Mes lectures d'autrices du XIXème siècle se suivent et ne se ressemblent pas... Après Jane Austen, me voici chez Anne Brontë, oui vous savez la benjamine de la fameuse fratrie.

L'univers littéraire des seules soeurs Brontë que je connaissais jusqu'à présent, - Charlotte et Emily, m'ont entrainé dans des territoires romanesques où se côtoient le sombre, le gothique, le morbide...

Anne Brontë est sans doute moins connue que ses deux autres soeurs, elle partage cependant deux points communs avec ses aînées : elle fut à son tour une femme de lettres et elle connut un destin tragique, la mort la fauchant elle aussi à la fleur de l'âge.
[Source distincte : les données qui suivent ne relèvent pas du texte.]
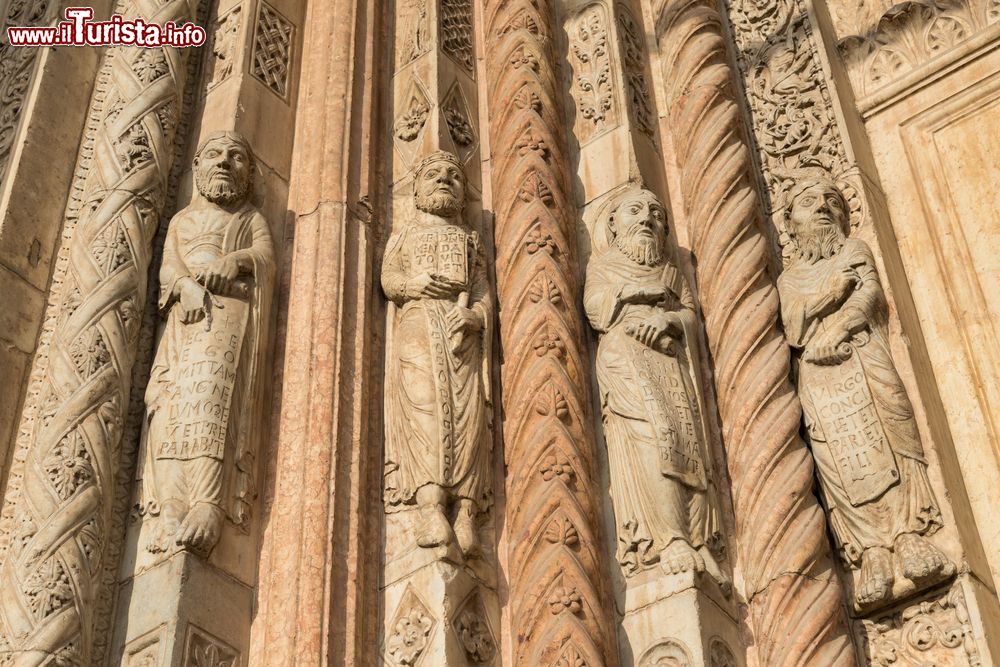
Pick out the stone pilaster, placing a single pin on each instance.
(556, 564)
(319, 557)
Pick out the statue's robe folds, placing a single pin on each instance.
(652, 421)
(203, 400)
(860, 423)
(437, 385)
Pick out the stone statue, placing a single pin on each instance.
(437, 441)
(859, 420)
(203, 400)
(641, 304)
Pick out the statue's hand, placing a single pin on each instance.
(220, 274)
(841, 283)
(828, 348)
(429, 286)
(640, 294)
(193, 298)
(463, 319)
(649, 331)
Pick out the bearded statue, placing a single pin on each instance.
(640, 303)
(203, 400)
(859, 420)
(437, 440)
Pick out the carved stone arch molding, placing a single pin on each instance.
(668, 653)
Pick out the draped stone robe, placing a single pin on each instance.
(437, 385)
(652, 421)
(204, 394)
(860, 423)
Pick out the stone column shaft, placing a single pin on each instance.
(556, 558)
(319, 557)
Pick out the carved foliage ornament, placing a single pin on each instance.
(87, 351)
(634, 61)
(934, 632)
(224, 55)
(409, 632)
(591, 65)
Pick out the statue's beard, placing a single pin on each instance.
(220, 190)
(821, 244)
(439, 203)
(640, 248)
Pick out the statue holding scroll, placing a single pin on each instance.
(640, 303)
(859, 420)
(203, 400)
(437, 440)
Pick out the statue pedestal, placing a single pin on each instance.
(183, 611)
(684, 617)
(437, 609)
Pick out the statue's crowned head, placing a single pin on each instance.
(818, 219)
(439, 185)
(638, 226)
(223, 168)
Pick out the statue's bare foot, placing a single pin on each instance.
(875, 586)
(436, 531)
(680, 556)
(465, 531)
(201, 528)
(715, 571)
(161, 535)
(922, 562)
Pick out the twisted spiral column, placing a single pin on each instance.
(558, 604)
(795, 597)
(58, 508)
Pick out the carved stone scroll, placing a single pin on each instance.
(795, 599)
(61, 491)
(558, 605)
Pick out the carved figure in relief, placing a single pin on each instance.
(438, 445)
(639, 301)
(203, 398)
(858, 418)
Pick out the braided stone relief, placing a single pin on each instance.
(859, 421)
(438, 452)
(639, 301)
(271, 59)
(204, 394)
(59, 499)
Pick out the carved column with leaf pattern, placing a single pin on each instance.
(57, 510)
(556, 569)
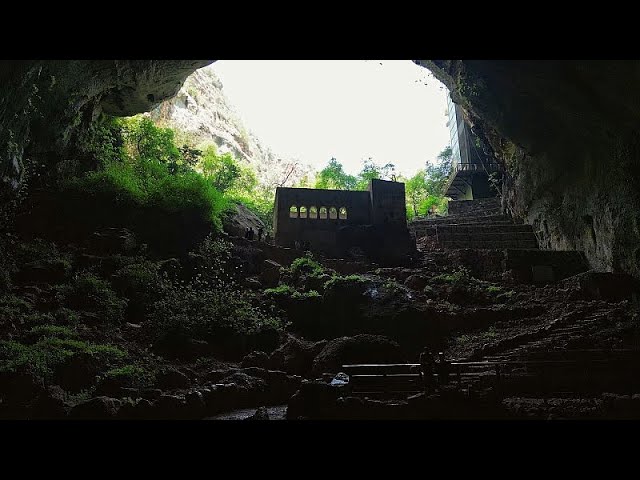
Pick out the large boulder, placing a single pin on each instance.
(295, 356)
(255, 359)
(236, 223)
(270, 275)
(359, 349)
(96, 408)
(172, 379)
(113, 241)
(47, 271)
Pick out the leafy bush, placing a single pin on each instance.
(55, 331)
(42, 357)
(458, 277)
(304, 295)
(129, 375)
(203, 310)
(94, 296)
(338, 282)
(280, 290)
(306, 266)
(139, 281)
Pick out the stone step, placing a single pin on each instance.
(461, 218)
(474, 229)
(490, 245)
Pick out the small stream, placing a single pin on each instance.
(276, 412)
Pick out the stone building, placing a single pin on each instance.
(335, 222)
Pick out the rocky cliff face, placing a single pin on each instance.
(567, 133)
(43, 104)
(202, 110)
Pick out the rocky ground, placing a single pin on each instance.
(80, 340)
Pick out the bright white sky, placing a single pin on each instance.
(391, 110)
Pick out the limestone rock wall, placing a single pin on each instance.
(202, 109)
(44, 103)
(567, 134)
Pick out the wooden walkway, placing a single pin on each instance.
(591, 367)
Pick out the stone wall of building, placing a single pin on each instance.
(314, 216)
(336, 221)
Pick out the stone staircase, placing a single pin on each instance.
(475, 224)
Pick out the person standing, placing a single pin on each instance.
(443, 370)
(426, 370)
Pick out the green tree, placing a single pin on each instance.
(146, 141)
(371, 170)
(334, 177)
(416, 192)
(221, 170)
(438, 174)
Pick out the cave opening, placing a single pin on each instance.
(138, 280)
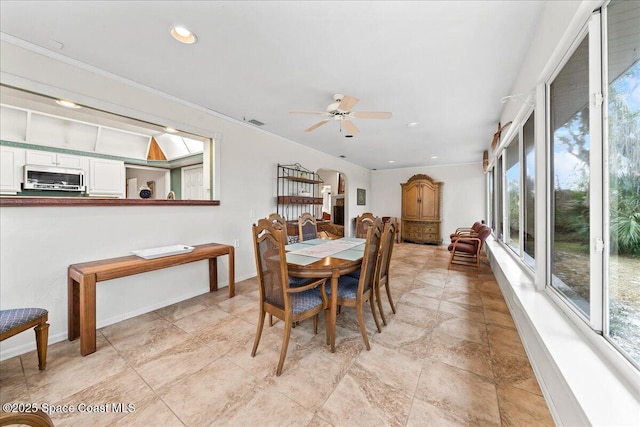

Agnès Grey est son premier roman. Il est pour une large part autobiographique, le roman étant fondé sur la propre expérience de l'autrice comme gouvernante et préceptrice.

Ici on est très éloigné de la dramaturgie noire qu'on peut rencontrer dans Jane Eyre ou encore dans Les Hauts de Hurlevent.

J'ai abordé ce roman avec l'attention qu'on porte lorsqu'on est autorisé à ouvrir un journal intime.

Agnes Grey est la fille du pasteur d'un village du nord de l'Angleterre, entouré de landes à perte de vue. Ses parents ayant subi un revers de fortune, Agnes Grey décide de les aider financièrement. Elle quitte le presbytère familial pour confier ses services à une riche famille aristocratique, les Bloomfield.

Elle va occuper l'un des rares emplois permis aux femmes respectables au début de l'ère victorienne : gouvernante d'enfants de riches. Dès les premiers jours, elle doit faire face non seulement à l'indiscipline d'enfants gâtés plus passionnés à chaparder les nids, à étrangler les oiseaux dans leurs si douces mains qu'à apprendre leurs leçons, mais aussi aux humiliations des parents qui prennent systématiquement la défense de leurs « adorables » petits chérubins.

Ah ! Ces sales gosses ! À sa place, moi je les aurais... Pardon, je m'emballe... Mais qui voudra encore croire après cela à l'innocence éperdue de l'enfance...

L'écriture, simple, fluide, certes très académique, est d'une très belle tenue.

Le roman vaut surtout pour la peinture, brossée par petites touches mais sans concession, de cette riche bourgeoisie terrienne de l'ère victorienne qui écrase la condition de femmes modestes, société dont les principes fondés sur le rang et l'argent se heurtent à toutes valeurs sociales et morales.

Ce roman avait tout pour égayer mes pensées, j'avais posé mes pas dans la douceur de la narratrice, dans la beauté de ses joues qui rosissent de confusion, son esprit oscillant entre volontarisme et résignation, mais le récit très conventionnel offre finalement peu de nuances d'Agnes Grey, de sorte que l'ennui est venu rapidement au gré de ma lecture.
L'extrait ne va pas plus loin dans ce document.